If I drink coffee too late, I don’t just stay awake. I lie in bed with my eyes closed while my mind keeps moving. Thoughts come one after another. I turn from one side to the other. I look at the clock more than once.
And when I don’t sleep well, my body always pays for it the next day. My head feels heavy. My shoulders ache. Even small tasks feel harder than they should. I move slower. I lose patience more easily.
Still, I love coffee.
I love the smell in the morning, the warmth of the mug in my hand, the small pause before the day begins. That first cup feels steady. Familiar. Like something I can count on before the rest of the day unfolds.
For a long time, I didn’t connect the afternoon cup with the long night.

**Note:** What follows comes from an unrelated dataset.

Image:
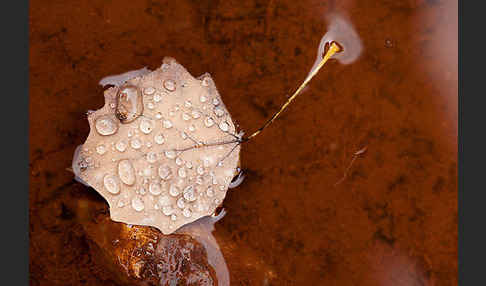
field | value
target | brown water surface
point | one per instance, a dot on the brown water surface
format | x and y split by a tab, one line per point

One cup in the morning turned into another before noon. Sometimes, when I felt tired after lunch, I would make one more without thinking too much about it. It felt harmless in the moment. It felt like something small.
At night, I would lie awake and promise myself I wouldn’t do that again.
So I made a simple rule.
No coffee after 12:00 p.m.
It sounded easy when I said it out loud.
The first few days, I watched the clock carefully. At 11:58, I would stand in the kitchen and decide whether I needed one more cup. Some days I poured it. Some days I stopped.
Around three in the afternoon, I would feel the dip. The quiet tiredness that makes coffee sound reasonable.
Sometimes I gave in.
Sometimes I didn’t.
On the days I stopped at noon, the night felt different. I still woke up once or twice, but my thoughts didn’t race as much. I fell back asleep more quickly. The next morning, my body didn’t feel as heavy.
It wasn’t dramatic. I didn’t suddenly sleep perfectly.
But I could feel the difference.
So now, most days, I stop at noon.
Not because I don’t love coffee.
But because I’ve learned what my body feels like the next morning.
Tomorrow, when the clock reaches 12:00, I will try again.